Une intervenante nous raconte : « Pour un patient, nous devons faire plusieurs types d’interventions, dont des démarches auprès de tiers. Nous pouvons parfois faire plusieurs démarches dans une journée : l’une pour des problèmes financiers et l’autre pour obtenir un logement, par exemple. Or, une seule de ces démarches sera prise en considération. Une seule sera « statable ». Par contre, si j’attends au lendemain pour faire et inscrire la deuxième démarche, elle sera comptabilisée. Si l’exigence demandée par mon gestionnaire est de réaliser 5 démarches en 5 jours, il suffit que je m’absente une journée pour faire baisser mes statistiques. C’est absurde. » Cette pression pour des statistiques en apparence reluisantes crée un climat de compétition malsain entre les intervenants. Lorsqu’une personne tombe malade, c’est la responsabilité de l’équipe entière de compenser pour la baisse des statistiques. Résultat : épuisement professionnel et maladies.
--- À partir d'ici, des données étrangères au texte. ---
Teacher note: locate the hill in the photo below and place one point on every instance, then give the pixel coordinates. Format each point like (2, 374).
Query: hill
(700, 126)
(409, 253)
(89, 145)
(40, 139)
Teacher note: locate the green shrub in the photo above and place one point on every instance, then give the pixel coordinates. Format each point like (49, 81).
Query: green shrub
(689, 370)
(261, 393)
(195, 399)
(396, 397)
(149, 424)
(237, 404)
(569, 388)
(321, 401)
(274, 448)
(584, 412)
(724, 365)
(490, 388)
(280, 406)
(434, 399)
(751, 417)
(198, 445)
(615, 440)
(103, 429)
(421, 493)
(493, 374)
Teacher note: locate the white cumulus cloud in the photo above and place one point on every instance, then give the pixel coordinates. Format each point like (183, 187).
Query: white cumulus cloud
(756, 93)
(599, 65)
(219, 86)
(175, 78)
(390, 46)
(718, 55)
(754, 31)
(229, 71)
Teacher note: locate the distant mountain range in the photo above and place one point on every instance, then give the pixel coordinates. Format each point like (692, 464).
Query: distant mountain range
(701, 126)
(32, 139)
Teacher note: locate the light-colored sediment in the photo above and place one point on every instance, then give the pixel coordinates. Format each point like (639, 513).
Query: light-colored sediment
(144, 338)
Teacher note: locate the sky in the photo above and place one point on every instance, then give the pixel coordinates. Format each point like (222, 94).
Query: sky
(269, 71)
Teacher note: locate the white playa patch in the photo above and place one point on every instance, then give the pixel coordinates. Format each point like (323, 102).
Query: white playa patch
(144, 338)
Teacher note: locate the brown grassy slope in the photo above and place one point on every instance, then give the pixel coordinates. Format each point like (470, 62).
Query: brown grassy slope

Les cibles en visite à domicile sont homogènes pour l’ensemble du Québec, de St-Henri à Sillery, en passant par Chicoutimi. Elles ne tiennent pas compte des particularités propres à chaque région. Pire encore, elles sont récurrentes : elles doivent être répétées chaque année. Les directions d’établissement elles-mêmes sont de plus en plus nombreuses à dénoncer cette situation. « Dans certains contrats (ententes de gestion et d’imputabilité), notamment celui du CSSS du Sud de Lanaudière, on peut lire noir sur blanc que les cibles sont totalement irréalistes, ajoute Carolle Dubé. Même les directions sont indignées. Il est temps de réduire la pression. »

Financement par activités

Le gouvernement veut se lancer tous azimuts dans le financement à l’activité. À la base de ce mode de financement : les statistiques. « Celles-ci ne sont même pas fiables, indique la présidente. Pour dix intervenants, il peut y avoir dix interprétations différentes d’un même acte. Sans parler de la pression à la créativité statistique exercée par les gestionnaires. Le moins que l’on puisse dire, c’est que ce projet part sur de bien mauvaises bases. »

Pour l’APTS, ça ne peut plus continuer comme ça. « Au lieu de contrôler l’autonomie de nos membres, il faut leur faire confiance. Ce sont eux qui connaissent le mieux les réalités du terrain. Les objectifs comptables à courte vue n’apportent aucune véritable économie. Au lieu de dépenser des sommes faramineuses en contrats informatiques, mettons l’argent dans les services directs à la population. Les professionnels et les techniciens sont des experts. Il est temps de cesser de les mépriser », de conclure Carolle Dubé.